E anche la globalizzazione ha avuto un ruolo rilevante, che sia l’apertura del commercio internazionale o la creazione di catene di valore aggiunto globali o l’apertura agli investimenti diretti esteri. “Il suo contributo viene stimato nella metà di quello della tecnologia. Dato che la partecipazione a catene di valore aggiunto globali implica la delocalizzazione (in nazioni dove i lavoratori sono come schiavi) di compiti nei settori ad intenso utilizzo della mano d’opera – rileva il Fmi – l’effetto è ridurre la quota del lavoro nei comparti il cui prodotto è oggetto di scambi commerciali (tradable sectors)”, come è tipicamente il manifatturiero.

Questo spiega perché il fenomeno riguardi particolarmente una economia come quella italiana. Secondo l’istituzione di Washington “messe assieme l’innovazione e la globalizzazione spiegano il 75 per cento del declino della quota di reddito nazionale percepita dal lavoro in Germania e Italia”, Paesi che appunto hanno settori manifatturieri molto sviluppati. Mentre spiega il 50 per cento di questo fenomeno negli Stati Uniti. Questo non significa che il Fondo monetario internazionale rinneghi il suo sostegno alla globalizzazione, all’innovazione e all’apertura degli scambi, ma quasi.

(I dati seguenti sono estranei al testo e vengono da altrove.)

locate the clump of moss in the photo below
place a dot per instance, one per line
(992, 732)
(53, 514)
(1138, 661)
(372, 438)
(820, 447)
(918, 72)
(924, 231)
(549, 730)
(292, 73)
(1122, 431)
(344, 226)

Lo studio riconosce l’esitenza di crescenti problemi, oggi la quota di reddito da lavoro è di 4 punti percentuali inferiore a quello che era nel 1970. E dalla crisi del 2008-2009 la situazione non ha mostrato miglioramenti. E quindi si raccomanda di cercare misure correttive. “Gli effetti di questi due fenomeni sul reddito da lavoro pongono una sfida ai policymaker, affinché trovino strade con cui i benefici di innovazione e globalizzazione risultino più condivisi e distribuiti”. Risposte, conclude il Fmi, che ovviamente dovranno essere tarate sulle specificità dei singoli Paesi. Tradotto in pratica, l’Fmi non ha soluzioni al riguardo e rimbalza il problema agli stati. L’America di Trump ne ha una pronta: i dazi per impedire che merci prodotte a costo quasi zero del lavoro per le condizioni disumane nelle quali versano i lavoratori in nazioni come la Cina, l’Indonesia, l’India, Sri Lanka, e in generale l’Asia, l’Africa e Sud America possano finire sui mercati dell’Occidente facendo concorrenza sleale nei confronti dei lavoratori e delle aziende occidentali.